Деньгами нашего дома престарелых распоряжалась Наталия Викторовна, дородная тетка, испытывающая странную любовь к махровым свитерам. Носила их даже летом. Когда я вошел, она занималась расчетами на калькуляторе. Край столешницы тонул глубоко в рыхлом животе, а необъятные груди покоились на столе. Ко мне она даже не повернулась.
— Когда зарплату будут давать, Наталия Викторовна?
— Когда мэрия деньги переведет, — сухо ответила она.
Все. Разговаривать больше не о чем. И тогда я поступил так, как всегда поступают люди, не зная, что им делать — стал орать:
— Какого черта! Три месяца денег не дают! Мне что, обои дома жрать?! Еще машину ремонтируй! Когда деньги отдадите?!
— Да нету денег, ты понимаешь?! — соизволила она оторваться от калькулятора. — Никому не дают! И нечего тут орать! Пошел вон отсюда!
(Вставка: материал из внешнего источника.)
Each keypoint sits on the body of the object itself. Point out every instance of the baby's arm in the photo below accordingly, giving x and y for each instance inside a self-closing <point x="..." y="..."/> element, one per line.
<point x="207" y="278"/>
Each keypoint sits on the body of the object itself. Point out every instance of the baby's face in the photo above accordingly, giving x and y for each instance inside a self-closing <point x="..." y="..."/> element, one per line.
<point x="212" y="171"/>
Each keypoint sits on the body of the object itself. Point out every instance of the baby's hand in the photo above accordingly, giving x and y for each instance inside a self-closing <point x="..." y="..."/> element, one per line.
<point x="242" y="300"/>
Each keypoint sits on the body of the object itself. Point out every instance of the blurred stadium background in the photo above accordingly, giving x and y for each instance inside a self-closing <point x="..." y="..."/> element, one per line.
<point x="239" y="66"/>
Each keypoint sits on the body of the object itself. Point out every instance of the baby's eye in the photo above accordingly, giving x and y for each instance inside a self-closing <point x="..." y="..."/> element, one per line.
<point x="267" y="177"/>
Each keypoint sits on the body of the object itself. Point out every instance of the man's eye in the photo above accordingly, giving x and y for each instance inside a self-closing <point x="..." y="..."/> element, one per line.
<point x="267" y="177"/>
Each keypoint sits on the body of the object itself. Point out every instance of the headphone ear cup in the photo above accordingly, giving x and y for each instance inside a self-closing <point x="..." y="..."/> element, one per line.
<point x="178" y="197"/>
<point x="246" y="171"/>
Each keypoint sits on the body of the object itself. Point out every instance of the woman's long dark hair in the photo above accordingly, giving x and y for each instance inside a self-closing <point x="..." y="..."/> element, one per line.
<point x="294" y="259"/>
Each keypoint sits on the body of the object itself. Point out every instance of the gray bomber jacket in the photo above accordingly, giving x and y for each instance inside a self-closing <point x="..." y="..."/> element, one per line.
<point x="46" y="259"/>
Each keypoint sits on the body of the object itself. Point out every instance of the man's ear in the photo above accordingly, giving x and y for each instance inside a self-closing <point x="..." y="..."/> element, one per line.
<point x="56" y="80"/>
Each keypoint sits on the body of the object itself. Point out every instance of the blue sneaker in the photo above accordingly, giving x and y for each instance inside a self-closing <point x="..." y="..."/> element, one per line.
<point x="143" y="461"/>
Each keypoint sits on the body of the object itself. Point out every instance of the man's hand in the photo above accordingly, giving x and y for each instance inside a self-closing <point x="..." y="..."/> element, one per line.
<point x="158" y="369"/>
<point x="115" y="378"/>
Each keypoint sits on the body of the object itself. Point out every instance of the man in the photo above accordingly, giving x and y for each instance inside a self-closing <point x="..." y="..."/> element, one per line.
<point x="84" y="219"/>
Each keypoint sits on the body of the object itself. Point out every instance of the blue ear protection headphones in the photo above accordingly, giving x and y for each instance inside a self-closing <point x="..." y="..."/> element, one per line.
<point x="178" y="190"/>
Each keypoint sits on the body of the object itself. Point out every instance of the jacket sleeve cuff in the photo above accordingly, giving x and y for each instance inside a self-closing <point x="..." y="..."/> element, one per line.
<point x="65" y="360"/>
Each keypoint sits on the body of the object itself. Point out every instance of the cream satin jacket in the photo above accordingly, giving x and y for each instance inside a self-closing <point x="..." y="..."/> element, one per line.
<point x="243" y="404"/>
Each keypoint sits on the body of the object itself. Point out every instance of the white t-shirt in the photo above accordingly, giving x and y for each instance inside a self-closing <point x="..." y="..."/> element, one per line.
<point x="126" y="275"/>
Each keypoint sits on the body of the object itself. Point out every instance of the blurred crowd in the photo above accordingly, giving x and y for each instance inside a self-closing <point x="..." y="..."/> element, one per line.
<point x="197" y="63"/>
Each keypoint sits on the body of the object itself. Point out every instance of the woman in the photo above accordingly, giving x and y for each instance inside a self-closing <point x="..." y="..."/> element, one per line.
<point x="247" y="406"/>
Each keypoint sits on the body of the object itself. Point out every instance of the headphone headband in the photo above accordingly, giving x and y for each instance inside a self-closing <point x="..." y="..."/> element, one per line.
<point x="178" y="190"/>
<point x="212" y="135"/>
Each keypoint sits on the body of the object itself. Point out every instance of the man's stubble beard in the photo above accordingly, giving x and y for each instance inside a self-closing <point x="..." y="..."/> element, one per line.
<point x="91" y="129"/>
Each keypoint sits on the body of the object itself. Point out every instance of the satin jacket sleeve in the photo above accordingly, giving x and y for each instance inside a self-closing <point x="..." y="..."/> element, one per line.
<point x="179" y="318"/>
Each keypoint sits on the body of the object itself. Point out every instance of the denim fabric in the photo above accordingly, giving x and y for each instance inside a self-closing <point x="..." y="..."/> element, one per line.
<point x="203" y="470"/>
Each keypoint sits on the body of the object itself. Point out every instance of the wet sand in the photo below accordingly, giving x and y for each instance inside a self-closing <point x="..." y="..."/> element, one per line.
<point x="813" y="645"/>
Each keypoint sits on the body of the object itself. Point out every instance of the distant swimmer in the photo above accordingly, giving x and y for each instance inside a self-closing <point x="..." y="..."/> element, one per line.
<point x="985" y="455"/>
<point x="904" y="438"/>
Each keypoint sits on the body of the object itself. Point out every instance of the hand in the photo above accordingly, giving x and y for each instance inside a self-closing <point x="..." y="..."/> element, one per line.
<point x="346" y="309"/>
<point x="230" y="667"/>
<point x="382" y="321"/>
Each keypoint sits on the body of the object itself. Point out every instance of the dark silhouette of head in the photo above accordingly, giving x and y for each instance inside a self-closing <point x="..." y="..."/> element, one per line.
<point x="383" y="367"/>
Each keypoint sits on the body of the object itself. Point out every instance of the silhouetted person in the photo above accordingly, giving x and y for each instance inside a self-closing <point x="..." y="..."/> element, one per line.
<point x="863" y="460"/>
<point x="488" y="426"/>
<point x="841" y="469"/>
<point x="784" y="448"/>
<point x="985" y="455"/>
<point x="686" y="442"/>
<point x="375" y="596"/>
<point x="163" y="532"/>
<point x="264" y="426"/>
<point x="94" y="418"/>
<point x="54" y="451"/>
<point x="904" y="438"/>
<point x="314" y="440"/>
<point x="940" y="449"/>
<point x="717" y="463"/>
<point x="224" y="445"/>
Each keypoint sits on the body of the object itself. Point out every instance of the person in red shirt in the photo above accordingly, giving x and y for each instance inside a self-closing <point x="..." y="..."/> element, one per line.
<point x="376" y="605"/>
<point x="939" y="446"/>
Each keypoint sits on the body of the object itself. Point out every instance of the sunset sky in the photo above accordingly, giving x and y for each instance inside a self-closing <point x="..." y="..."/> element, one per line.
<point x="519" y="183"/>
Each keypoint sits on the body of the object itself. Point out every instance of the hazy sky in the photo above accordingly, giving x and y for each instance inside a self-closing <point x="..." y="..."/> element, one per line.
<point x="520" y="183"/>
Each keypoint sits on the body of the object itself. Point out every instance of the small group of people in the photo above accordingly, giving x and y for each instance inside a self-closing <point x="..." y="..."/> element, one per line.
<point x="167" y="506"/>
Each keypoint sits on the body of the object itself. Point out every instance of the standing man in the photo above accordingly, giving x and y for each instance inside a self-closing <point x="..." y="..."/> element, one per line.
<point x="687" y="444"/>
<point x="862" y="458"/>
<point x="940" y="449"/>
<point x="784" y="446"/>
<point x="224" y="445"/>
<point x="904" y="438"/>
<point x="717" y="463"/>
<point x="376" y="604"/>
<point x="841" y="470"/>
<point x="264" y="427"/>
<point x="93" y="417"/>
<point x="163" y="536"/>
— Сама пошла! — еще громче заорал я. — Мне твоими криками брюхо не набить! Я жрать хочу! У самой серьги золотые по килограмму, а мы с голоду пухнем!
— Ты сперва мужа заведи! Который подарки такие дарит! Потом чужие разглядывай! — она тоже перешла на крик, но получалось у нее плохо, с одышкой. Вот когда он сказывается — сидячий образ жизни.
— Ты мне басни не трави! Деньги давай!
Тут дверь отворилась, и в кабинет главбуха заглянул Сергей Михайлович.
— Что у вас за вопли?
— Дома жрать нечего, а получки не дают! — еще громче от неожиданности заорал я. Директор аж шарахнулся назад за дверь, и оттуда спросил:
— А тебе разве гуманитарную помощь не давали?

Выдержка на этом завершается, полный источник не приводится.